I actually wonder at the sheer rationale of running an intensive MCMC sampler in such a setting, when the weight α is completely artificial. It is only used to jump from one model to the next, which sound quite inefficient when compared with simulating from both models separately and independently. This approach can also be seen as a special case of Carlin’s and Chib’s (1995) alternative to reversible jump. Using instead the Savage-Dickey representation is of course infeasible. Which makes the overall reference to this method rather inappropriate in my opinion. Further, the examples processed in the paper all involve (natural) embedded models where the original Savage-Dickey approach applies. Creating an additional model to apply a pseudo-Savage-Dickey representation does not sound very compelling…

Incidentally, the paper also includes a discussion of a weird notion, the likelihood of the Bayes factor, B¹², which is plotted as a distribution in B¹², most strangely. The only other place I met this notion is in Murray Aitkin’s book. Something’s unclear there or in my head!

“One of the fundamental choices when using the supermodel approach is how to deal with common parameters to the two models.”

This is an interesting question, although maybe not so relevant for the Bayes factor issue where it should not matter. However, as in our paper, multiplying the number of parameters in the encompassing model may hinder convergence of the MCMC chain or reduce the precision of the approximation of the Bayes factor. Again, from a Bayes factor perspective, this does not matter [while it does in our perspective].

ABC by subset simulation

Posted in Books, Statistics, Travel with tags , , , , , , , , , on August 25, 2016 by xi'an

Last week, Vakilzadeh, Beck and Abrahamsson arXived a paper entitled “Using Approximate Bayesian Computation by Subset Simulation for Efficient Posterior Assessment of Dynamic State-Space Model Classes”. It follows an earlier paper by Beck and co-authors on ABC by subset simulation, paper that I did not read. The model of interest is a hidden Markov model with continuous components and covariates (input), e.g. a stochastic volatility model. There is however a catch in the definition of the model, namely that the observable part of the HMM includes an extra measurement error term linked with the tolerance level of the ABC algorithm. Error term that is dependent across time, the vector of errors being within a ball of radius ε. This reminds me of noisy ABC, obviously (and as acknowledged by the authors), but also of some ABC developments of Ajay Jasra and co-authors. Indeed, as in those papers, Vakilzadeh et al. use the raw data sequence to compute their tolerance neighbourhoods, which obviously bypasses the selection of a summary statistic [vector] but also may drown signal under noise for long enough series.
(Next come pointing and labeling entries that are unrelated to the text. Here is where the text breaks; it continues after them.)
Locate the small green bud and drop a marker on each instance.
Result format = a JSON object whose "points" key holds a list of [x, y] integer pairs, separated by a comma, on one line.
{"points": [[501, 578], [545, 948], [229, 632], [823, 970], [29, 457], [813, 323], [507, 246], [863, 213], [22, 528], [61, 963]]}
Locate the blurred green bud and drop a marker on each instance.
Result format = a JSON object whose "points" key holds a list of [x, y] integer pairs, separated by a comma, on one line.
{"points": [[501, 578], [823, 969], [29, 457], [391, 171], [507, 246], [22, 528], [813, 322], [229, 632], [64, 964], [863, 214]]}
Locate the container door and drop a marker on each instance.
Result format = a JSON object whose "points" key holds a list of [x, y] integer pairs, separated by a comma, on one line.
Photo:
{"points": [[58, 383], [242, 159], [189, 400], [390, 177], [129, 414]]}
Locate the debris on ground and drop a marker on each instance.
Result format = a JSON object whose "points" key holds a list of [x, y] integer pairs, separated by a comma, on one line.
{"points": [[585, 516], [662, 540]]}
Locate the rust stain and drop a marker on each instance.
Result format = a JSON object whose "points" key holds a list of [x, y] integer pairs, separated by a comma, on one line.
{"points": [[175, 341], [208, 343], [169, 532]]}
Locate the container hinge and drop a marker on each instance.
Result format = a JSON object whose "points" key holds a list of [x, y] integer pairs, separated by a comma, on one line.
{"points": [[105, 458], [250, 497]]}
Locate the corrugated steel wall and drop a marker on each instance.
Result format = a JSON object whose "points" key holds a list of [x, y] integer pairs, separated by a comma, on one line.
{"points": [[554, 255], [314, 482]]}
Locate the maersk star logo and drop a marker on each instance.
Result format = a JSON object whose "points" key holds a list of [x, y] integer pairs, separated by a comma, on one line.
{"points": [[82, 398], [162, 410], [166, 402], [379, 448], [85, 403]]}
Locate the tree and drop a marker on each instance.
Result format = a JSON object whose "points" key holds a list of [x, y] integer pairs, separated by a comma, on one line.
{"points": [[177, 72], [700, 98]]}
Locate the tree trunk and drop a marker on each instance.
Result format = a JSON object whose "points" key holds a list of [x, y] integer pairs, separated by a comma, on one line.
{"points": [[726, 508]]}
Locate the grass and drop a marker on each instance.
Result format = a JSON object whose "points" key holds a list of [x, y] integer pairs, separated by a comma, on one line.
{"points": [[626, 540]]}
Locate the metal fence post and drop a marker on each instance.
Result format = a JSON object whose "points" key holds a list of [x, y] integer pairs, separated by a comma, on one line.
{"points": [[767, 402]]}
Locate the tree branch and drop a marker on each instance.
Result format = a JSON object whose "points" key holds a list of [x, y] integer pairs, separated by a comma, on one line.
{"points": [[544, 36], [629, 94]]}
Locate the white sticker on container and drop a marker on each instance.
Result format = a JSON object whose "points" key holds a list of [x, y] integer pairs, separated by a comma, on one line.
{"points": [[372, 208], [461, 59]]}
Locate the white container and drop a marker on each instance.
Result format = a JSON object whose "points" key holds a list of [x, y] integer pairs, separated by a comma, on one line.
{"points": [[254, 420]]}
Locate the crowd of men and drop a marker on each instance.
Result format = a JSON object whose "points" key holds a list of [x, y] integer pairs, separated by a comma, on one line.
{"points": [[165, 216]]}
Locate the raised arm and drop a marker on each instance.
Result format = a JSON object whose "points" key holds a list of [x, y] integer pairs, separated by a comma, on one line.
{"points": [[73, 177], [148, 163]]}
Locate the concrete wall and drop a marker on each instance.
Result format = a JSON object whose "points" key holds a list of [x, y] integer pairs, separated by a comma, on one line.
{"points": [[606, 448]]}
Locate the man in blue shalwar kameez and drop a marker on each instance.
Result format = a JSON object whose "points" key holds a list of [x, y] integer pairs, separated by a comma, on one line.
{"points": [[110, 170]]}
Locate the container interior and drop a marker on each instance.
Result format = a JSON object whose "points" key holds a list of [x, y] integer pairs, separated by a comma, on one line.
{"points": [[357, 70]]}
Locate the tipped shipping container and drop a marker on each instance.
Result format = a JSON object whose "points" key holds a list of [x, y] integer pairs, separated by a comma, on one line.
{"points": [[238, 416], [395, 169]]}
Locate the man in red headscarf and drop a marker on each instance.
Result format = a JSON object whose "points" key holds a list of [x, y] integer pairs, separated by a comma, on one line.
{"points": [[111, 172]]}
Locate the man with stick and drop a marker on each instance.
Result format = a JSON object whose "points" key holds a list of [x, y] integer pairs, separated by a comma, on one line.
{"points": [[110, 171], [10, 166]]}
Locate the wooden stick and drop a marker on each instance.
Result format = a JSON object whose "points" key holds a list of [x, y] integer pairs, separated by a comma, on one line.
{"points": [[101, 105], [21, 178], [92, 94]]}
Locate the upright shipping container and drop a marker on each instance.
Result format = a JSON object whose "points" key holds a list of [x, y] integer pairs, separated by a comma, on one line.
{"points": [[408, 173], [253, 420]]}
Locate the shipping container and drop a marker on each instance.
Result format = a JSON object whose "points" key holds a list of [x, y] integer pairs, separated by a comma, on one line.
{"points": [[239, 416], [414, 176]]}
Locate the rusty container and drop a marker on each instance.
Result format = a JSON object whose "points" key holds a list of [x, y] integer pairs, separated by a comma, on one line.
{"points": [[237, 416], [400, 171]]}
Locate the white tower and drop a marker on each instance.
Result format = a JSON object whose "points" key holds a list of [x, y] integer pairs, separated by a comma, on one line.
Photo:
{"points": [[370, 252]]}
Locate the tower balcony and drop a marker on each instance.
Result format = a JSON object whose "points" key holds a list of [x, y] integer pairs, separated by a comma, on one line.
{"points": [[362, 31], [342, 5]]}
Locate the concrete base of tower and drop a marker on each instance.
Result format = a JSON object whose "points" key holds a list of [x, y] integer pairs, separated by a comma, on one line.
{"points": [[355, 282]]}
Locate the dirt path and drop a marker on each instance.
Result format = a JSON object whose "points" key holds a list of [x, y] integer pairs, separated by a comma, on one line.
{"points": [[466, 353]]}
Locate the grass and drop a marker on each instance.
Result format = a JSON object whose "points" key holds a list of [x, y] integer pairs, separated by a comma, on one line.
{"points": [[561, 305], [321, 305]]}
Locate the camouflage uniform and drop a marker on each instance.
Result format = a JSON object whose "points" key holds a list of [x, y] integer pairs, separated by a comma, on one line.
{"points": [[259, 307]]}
“In this study, we show that formulating a dynamical system as a general hierarchical state-space model enables us to independently estimate the model evidence for each model class.”

Subset simulation is a nested technique that produces a sequence of nested balls (and related tolerances) such that the conditional probability to be in the next ball given the previous one remains large enough. Requiring a new round of simulation each time. This is somewhat reminding me of nested sampling, even though the two methods differ. For subset simulation, estimating the level probabilities means that there also exists a converging (and even unbiased!) estimator for the evidence associated with different tolerance levels. Which is not a particularly natural object unless one wants to turn it into a tolerance selection principle, which would be quite a novel perspective. But not one adopted in the paper, seemingly. Given that the application section truly compares models I must have missed something there. (Blame the long flight from San Francisco to Sydney!) Interestingly, the different models as in Table 4 relate to different tolerance levels, which may be an hindrance for the overall validation of the method.

I find the subsequent part on getting rid of uncertain prediction error model parameters of lesser [personal] interest as it essentially replaces the marginal posterior on the parameters of interest by a BIC approximation, with the unsurprising conclusion that “the prior distribution of the nuisance parameter cancels out”.